Lopez: A camping spot at Odlin County Park. Orcas: Moran State Park and the top of Mount Constitution.
CW: SJI: Lime Kiln State Park. Orcas: The breakfast counter at Luna’s before the pandemic. Lopez: Watmough Bay.
ME: Do you have any inspiring quotes that you live by?
CM: “I went looking for my dreams outside of myself and discovered, it’s not what the world holds for you, it’s what you bring to it.”— Anne Shirley/L.M. Montgomery
“Do one thing every day that scares you.”— Eleanor Roosevelt
CW: “We who believe in Freedom cannot rest.”— from “Ella’s Song” by Berniece Reagon Johnson. “Do or do not — there is no try.”— Yoda
ME: Do you have any advice for high school students thinking about political office or engagement in politics?

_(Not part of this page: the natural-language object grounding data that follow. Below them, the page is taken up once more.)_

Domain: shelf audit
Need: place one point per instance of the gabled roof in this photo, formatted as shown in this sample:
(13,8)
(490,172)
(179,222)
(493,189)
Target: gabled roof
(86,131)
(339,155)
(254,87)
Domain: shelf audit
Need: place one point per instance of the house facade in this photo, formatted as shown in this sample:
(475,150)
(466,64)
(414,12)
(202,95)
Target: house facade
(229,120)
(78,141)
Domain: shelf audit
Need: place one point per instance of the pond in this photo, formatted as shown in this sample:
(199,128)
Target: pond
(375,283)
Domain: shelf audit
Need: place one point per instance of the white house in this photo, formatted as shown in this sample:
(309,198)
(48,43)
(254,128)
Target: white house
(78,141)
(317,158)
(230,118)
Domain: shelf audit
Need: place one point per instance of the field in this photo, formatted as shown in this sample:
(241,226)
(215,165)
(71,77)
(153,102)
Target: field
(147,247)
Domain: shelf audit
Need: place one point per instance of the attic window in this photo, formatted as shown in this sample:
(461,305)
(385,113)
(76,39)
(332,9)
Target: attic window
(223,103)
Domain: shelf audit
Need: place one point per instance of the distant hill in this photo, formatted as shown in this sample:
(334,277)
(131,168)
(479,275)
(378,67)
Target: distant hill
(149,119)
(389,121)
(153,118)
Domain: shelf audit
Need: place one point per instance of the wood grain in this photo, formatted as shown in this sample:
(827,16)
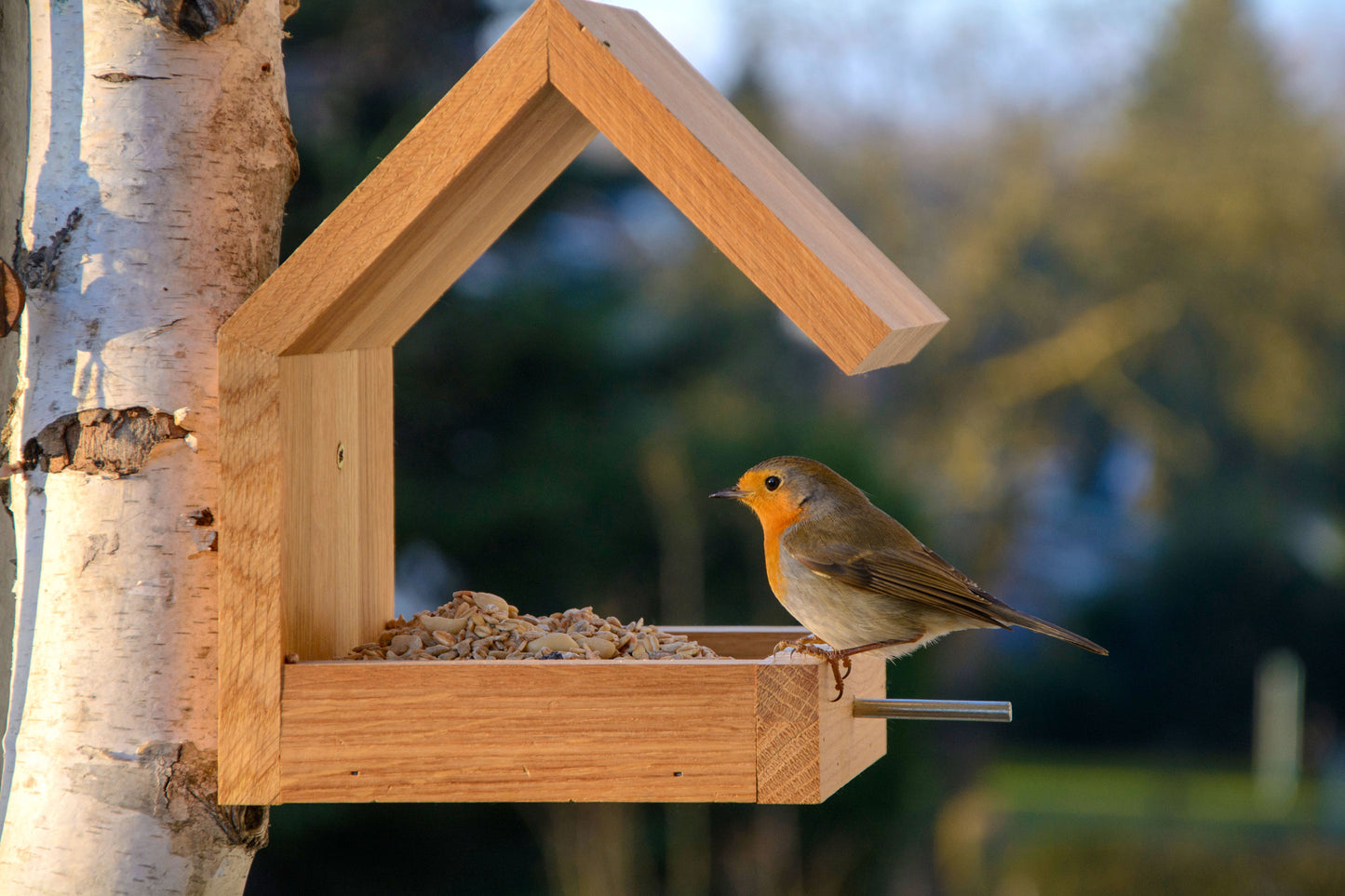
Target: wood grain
(426,211)
(809,745)
(307,543)
(250,501)
(736,187)
(846,745)
(338,534)
(741,642)
(519,730)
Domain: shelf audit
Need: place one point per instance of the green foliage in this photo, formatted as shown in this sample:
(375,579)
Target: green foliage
(1170,288)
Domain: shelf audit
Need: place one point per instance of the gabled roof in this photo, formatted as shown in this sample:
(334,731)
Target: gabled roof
(564,72)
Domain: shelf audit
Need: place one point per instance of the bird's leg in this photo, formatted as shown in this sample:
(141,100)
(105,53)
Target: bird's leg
(836,657)
(807,640)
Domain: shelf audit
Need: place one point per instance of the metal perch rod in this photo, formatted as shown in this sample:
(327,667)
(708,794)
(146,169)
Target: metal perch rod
(942,709)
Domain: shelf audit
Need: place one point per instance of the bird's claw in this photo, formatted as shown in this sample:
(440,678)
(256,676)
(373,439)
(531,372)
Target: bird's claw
(814,646)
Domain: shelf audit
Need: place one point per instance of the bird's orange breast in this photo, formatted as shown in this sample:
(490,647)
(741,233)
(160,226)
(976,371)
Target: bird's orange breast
(775,518)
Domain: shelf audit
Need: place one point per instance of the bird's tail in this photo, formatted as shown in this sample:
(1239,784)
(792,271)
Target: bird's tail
(1044,627)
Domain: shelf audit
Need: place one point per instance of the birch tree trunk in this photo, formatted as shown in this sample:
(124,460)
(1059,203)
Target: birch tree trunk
(159,162)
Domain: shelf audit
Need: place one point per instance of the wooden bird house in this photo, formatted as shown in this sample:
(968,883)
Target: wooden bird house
(305,370)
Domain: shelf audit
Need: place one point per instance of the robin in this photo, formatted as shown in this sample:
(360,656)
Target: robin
(854,576)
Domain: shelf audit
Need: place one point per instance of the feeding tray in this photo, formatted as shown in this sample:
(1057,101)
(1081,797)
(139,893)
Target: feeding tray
(305,410)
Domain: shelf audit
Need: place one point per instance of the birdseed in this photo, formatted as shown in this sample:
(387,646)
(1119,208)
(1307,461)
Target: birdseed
(482,626)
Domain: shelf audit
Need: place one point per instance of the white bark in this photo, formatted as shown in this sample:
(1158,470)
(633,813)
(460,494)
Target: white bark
(157,171)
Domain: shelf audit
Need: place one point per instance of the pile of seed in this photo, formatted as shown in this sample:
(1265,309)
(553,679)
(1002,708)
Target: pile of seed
(480,626)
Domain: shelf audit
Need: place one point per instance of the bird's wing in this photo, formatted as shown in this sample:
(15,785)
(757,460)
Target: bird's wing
(909,573)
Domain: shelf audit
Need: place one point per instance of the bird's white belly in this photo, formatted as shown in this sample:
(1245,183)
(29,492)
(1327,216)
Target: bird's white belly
(846,616)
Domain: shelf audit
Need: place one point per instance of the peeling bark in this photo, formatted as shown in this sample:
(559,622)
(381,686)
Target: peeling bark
(14,298)
(36,268)
(108,443)
(157,172)
(193,18)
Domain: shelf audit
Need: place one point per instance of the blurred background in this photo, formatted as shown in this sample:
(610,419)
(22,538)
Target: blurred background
(1134,216)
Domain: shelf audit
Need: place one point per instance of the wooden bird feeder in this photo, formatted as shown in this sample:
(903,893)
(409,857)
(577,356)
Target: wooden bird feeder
(305,412)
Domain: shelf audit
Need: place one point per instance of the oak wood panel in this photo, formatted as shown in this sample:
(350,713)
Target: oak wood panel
(807,744)
(249,522)
(741,642)
(338,534)
(426,211)
(736,187)
(519,730)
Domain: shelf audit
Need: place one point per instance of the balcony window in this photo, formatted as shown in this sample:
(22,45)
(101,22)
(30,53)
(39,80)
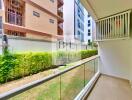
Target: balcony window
(114,27)
(14,12)
(89,32)
(89,24)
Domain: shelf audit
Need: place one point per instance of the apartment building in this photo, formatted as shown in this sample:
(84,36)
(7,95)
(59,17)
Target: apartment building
(78,25)
(73,21)
(89,28)
(37,19)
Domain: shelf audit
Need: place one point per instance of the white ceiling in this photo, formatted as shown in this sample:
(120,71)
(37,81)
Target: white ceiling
(103,8)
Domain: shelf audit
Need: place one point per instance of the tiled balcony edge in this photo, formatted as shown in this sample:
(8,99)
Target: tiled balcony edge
(84,93)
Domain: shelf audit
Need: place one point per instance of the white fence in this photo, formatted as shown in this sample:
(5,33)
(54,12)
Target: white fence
(113,27)
(18,44)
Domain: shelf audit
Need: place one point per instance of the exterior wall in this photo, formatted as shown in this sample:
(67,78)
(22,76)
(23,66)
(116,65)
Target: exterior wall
(92,27)
(68,27)
(79,21)
(48,4)
(45,22)
(41,23)
(70,9)
(18,44)
(116,58)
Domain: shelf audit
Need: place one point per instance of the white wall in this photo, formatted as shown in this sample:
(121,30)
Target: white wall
(116,58)
(68,25)
(92,27)
(17,44)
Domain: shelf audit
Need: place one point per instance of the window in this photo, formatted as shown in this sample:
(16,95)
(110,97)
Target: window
(52,1)
(82,27)
(89,32)
(0,5)
(89,41)
(79,24)
(51,21)
(78,12)
(78,34)
(1,25)
(89,23)
(88,15)
(36,14)
(14,12)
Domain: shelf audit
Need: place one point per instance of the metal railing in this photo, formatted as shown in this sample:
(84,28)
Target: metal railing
(65,84)
(14,18)
(113,27)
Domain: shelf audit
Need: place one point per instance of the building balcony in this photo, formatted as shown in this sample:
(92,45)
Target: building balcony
(113,27)
(60,29)
(60,3)
(83,81)
(14,18)
(60,13)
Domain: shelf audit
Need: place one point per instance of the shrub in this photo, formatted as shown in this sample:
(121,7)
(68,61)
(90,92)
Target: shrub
(15,66)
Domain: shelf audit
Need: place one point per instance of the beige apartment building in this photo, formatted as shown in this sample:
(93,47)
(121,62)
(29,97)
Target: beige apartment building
(39,19)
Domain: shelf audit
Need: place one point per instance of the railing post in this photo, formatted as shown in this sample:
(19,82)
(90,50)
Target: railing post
(60,88)
(84,75)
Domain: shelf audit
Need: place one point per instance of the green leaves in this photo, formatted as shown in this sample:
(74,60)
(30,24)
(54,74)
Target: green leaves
(15,66)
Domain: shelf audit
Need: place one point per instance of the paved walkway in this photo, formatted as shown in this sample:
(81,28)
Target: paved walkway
(109,88)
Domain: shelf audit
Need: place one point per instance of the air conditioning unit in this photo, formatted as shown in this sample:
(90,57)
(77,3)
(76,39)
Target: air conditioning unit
(15,3)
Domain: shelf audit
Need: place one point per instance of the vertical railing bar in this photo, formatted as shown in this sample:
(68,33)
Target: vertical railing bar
(97,32)
(60,88)
(110,30)
(128,23)
(123,34)
(119,26)
(84,75)
(121,16)
(102,34)
(94,65)
(115,27)
(106,28)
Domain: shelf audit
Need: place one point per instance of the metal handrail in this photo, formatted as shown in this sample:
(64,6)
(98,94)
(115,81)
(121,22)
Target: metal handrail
(28,86)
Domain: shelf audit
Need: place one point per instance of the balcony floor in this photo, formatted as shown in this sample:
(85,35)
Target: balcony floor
(109,88)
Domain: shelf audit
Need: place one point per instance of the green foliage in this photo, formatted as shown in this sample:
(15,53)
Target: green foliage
(88,53)
(15,66)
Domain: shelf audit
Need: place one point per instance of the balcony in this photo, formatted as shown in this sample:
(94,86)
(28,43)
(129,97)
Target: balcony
(113,27)
(69,81)
(60,13)
(110,88)
(14,18)
(60,3)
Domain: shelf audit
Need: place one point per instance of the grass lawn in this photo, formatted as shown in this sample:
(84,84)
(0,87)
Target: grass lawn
(70,85)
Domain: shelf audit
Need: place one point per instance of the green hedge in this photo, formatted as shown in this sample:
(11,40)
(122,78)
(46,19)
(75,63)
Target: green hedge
(15,66)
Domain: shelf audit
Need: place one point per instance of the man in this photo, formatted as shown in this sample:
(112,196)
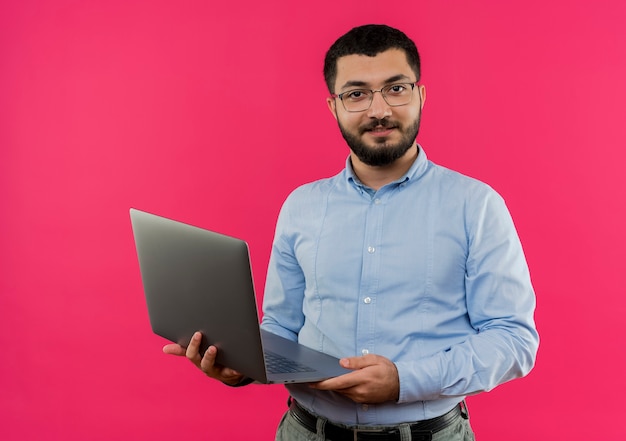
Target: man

CM: Participate in clubs and volunteer. Building relationships within that community is a great source of support and connecting for success. Participate in debate, take speech and presentations seriously, and be invested in English class beyond the basics. Always make good choices.
CW: If you don’t like the establishment, prepare to become the establishment. This is your world. You will be the people here in 20 years. What kind of work do you want to do? How should this place look and how should it be run? What resources do you need to make the world you want? Please let me help you.